The average per district increase in the total package of salary and benefits in 2017-18 was 3.5 percent. The last year average compensation increase topped three percent was 2008-09, the last of four years of increased funding the Kansas Legislature approved after the Montoy school finance decision.
The average base salary for Kansas teacher this year is $35,555, up from $34,800 last year. Average fringe benefits paid by the district is $6,508 this year, up from $6,183. This is base or minimum salary for teachers. Preliminary data from the Kansas State Department of Education indicates the average teacher salary this year, including fringe benefits, bonuses and “supplemental pay” for extra duties like coaching, will be more than $54,000.

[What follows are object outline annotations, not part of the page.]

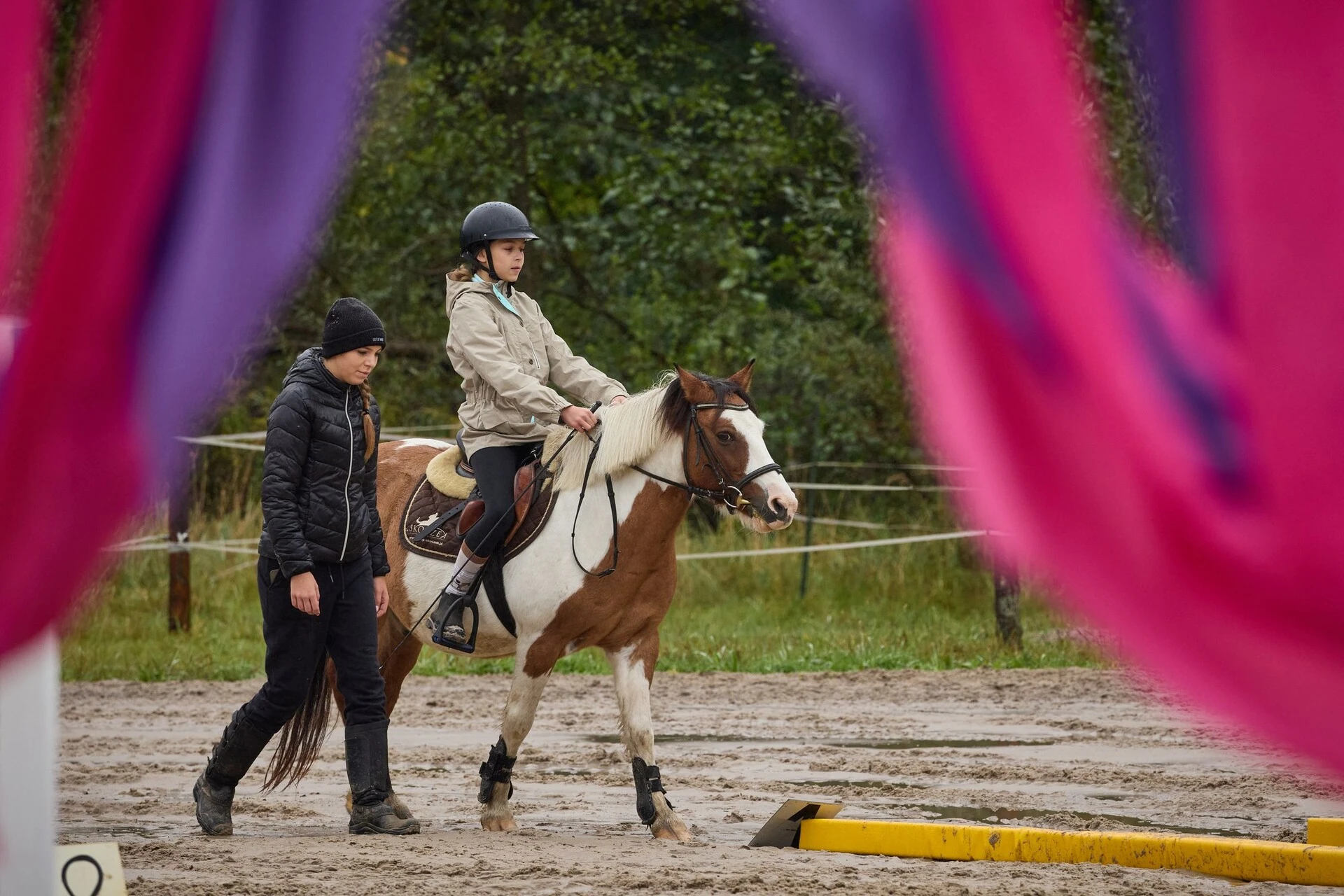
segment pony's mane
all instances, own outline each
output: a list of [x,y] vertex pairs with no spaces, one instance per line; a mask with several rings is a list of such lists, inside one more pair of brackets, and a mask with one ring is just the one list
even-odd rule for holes
[[[602,447],[593,463],[593,478],[602,478],[607,473],[616,473],[632,463],[648,459],[672,437],[672,430],[663,422],[663,398],[669,388],[681,392],[679,386],[673,386],[675,383],[676,373],[667,373],[652,388],[632,395],[624,404],[598,410],[602,426],[597,429],[595,435],[602,437]],[[567,426],[552,429],[543,449],[542,457],[544,459],[550,459],[555,451],[560,451],[560,457],[551,467],[555,473],[558,492],[567,492],[583,485],[583,467],[593,450],[593,443],[582,434],[575,435],[560,450],[560,443],[570,433]]]
[[[714,390],[716,402],[723,403],[730,396],[737,396],[747,407],[755,410],[751,398],[732,380],[703,373],[696,373],[696,376]],[[607,473],[618,473],[646,461],[668,439],[685,430],[691,419],[691,404],[685,400],[685,392],[681,390],[677,375],[668,372],[660,376],[650,388],[632,395],[624,404],[601,408],[598,416],[602,418],[602,426],[597,430],[597,434],[602,437],[602,447],[593,462],[590,481],[601,480]],[[564,426],[552,429],[542,454],[544,459],[550,459],[552,454],[560,451],[559,458],[551,466],[558,492],[578,489],[583,485],[583,469],[587,466],[589,453],[593,450],[593,443],[582,435],[575,435],[560,450],[560,443],[564,442],[570,431]]]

Nearly 14 percent of districts this year reported paying incentive or retention bonuses, which ranged from $839 to $1,686. This is the highest percentage of districts reporting bonuses since payments began to be reported in 2010-11.

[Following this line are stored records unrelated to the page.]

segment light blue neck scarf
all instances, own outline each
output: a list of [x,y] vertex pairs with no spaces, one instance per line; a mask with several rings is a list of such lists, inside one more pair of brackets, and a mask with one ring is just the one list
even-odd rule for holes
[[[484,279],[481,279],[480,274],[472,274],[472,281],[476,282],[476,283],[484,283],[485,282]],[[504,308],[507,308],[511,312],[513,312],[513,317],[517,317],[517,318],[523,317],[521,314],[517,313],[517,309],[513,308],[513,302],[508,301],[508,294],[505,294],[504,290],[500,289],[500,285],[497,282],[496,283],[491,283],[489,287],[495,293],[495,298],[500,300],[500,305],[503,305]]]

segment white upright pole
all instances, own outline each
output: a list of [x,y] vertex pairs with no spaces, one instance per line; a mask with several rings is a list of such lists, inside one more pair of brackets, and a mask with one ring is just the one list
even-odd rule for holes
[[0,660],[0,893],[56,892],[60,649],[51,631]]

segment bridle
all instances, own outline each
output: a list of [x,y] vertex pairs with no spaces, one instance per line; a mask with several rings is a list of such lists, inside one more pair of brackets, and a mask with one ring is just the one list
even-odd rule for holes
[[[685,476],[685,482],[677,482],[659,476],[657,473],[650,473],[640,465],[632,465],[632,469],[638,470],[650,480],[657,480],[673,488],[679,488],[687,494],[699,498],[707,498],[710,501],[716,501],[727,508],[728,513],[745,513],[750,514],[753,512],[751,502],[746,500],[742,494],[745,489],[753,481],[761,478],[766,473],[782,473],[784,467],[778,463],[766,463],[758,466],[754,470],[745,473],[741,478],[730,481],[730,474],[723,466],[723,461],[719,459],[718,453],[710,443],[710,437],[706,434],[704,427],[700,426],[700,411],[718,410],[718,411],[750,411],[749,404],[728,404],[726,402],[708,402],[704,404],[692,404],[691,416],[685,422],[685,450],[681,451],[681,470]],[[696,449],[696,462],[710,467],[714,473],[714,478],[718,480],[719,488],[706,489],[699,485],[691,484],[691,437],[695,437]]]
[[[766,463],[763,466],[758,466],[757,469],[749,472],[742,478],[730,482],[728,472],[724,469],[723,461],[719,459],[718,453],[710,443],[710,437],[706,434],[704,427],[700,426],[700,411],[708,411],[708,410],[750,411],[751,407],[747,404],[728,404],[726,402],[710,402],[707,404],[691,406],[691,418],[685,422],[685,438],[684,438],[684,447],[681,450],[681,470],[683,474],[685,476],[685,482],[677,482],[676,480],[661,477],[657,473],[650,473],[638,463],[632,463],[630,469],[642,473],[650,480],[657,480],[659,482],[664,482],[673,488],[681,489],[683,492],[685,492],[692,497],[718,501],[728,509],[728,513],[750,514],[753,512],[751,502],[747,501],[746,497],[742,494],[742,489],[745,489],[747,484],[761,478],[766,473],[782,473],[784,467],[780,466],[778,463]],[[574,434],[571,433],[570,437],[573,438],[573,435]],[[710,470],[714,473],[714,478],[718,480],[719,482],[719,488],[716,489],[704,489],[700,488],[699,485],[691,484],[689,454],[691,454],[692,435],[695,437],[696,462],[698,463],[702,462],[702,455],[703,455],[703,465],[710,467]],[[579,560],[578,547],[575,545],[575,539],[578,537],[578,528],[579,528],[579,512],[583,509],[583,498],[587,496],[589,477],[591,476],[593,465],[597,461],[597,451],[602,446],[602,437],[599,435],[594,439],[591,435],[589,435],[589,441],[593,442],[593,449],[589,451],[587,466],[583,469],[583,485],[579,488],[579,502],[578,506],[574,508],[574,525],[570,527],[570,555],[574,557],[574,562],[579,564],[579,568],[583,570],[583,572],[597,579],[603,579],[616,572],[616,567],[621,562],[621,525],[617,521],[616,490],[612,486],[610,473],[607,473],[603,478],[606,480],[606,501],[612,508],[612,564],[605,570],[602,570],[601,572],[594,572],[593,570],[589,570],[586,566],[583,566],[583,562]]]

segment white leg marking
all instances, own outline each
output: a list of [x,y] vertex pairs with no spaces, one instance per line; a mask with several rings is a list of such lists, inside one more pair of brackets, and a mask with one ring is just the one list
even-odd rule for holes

Other highlights of the report include:
- Districts reported the fewest number of negotiating sessions between boards and teacher (3.2), which has been steadily decreasing sine 1995-96. The percent of districts declaring impasse because the school board and teacher association cannot reach agreement was 1.6 percent, also the lowest since 1995-96. (If impasse is declared, outside assistance to reach agreements may be employed.)

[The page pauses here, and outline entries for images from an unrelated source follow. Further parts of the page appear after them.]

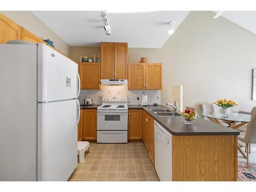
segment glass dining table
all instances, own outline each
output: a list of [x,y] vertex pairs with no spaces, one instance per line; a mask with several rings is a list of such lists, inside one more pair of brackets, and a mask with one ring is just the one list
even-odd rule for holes
[[227,124],[230,128],[238,129],[248,123],[251,120],[250,115],[230,112],[229,114],[223,115],[218,111],[198,112],[199,115],[206,117],[211,121],[223,125],[222,121]]

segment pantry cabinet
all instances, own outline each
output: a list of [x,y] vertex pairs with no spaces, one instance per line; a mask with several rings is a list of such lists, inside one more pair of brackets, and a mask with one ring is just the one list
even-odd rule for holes
[[82,139],[82,110],[80,110],[80,120],[77,126],[77,141],[81,141]]
[[128,89],[162,89],[162,63],[129,63]]
[[96,109],[86,109],[82,112],[82,139],[97,140]]
[[155,166],[155,134],[154,118],[143,111],[143,140],[152,164]]
[[127,50],[126,43],[101,43],[101,79],[127,78]]
[[20,40],[20,26],[0,13],[0,44],[10,40]]
[[81,89],[100,89],[100,63],[80,62],[78,71],[81,80]]
[[142,139],[142,110],[129,110],[128,139]]

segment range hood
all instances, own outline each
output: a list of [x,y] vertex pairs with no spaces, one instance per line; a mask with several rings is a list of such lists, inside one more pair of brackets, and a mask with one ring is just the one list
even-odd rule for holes
[[127,86],[127,79],[100,79],[103,86]]

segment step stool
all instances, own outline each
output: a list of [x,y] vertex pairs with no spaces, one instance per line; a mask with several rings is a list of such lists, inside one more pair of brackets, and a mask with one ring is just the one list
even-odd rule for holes
[[84,153],[88,150],[90,152],[90,143],[88,141],[78,141],[77,142],[77,154],[78,154],[79,162],[84,161]]

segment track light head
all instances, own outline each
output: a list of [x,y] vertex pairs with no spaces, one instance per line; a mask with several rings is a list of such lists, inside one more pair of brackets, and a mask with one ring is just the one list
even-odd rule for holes
[[104,26],[104,29],[106,31],[106,34],[107,35],[111,35],[111,29],[110,26],[108,24]]
[[171,20],[168,23],[168,25],[169,26],[169,30],[168,30],[168,34],[169,35],[172,34],[174,32],[174,25],[175,23],[175,21]]

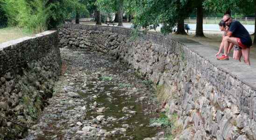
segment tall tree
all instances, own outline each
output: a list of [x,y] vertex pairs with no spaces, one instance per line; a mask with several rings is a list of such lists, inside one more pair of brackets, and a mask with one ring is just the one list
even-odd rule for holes
[[80,15],[79,14],[79,11],[76,11],[76,24],[79,24],[79,20],[80,18]]
[[205,36],[203,30],[203,0],[195,0],[195,7],[197,9],[197,25],[196,36]]
[[123,0],[119,0],[118,8],[118,25],[117,26],[123,26]]
[[173,31],[173,27],[178,23],[176,33],[186,35],[184,19],[192,11],[192,2],[188,0],[137,0],[134,24],[147,29],[156,29],[160,26],[161,32],[167,34]]
[[101,20],[100,18],[100,11],[98,9],[98,8],[96,7],[95,10],[95,15],[96,15],[96,25],[101,25]]
[[253,0],[253,3],[254,5],[254,17],[255,18],[255,21],[254,22],[254,39],[253,39],[253,44],[256,44],[256,0]]

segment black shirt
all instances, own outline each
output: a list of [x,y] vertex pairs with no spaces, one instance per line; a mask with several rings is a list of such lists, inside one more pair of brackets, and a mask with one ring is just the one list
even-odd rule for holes
[[229,31],[232,32],[232,36],[239,38],[243,44],[248,47],[252,45],[250,34],[239,21],[233,21],[230,24]]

- The percentage of districts reporting they include some type of due process procedures in the teacher contract has increased to nearly 38 percent, up from 31 percent when the state due process or “tenure” law was repealed in 2014.
- Average daily pay for substitute teachers reached a high of $94.39 this year, up from $92.10 last year.
- Nearly two-thirds of districts offer medical leave and personal leave, but these percentages have been declining with more districts now offering “all purpose” leave (35.9 percent).
- The average number of leave days provided per year has been generally stable in recent years.
- The average number of leave days used by teachers has remained stable at around seven days.
- Just over 90 percent of districts have a “paid leave bank,” in which teachers can share paid leave days.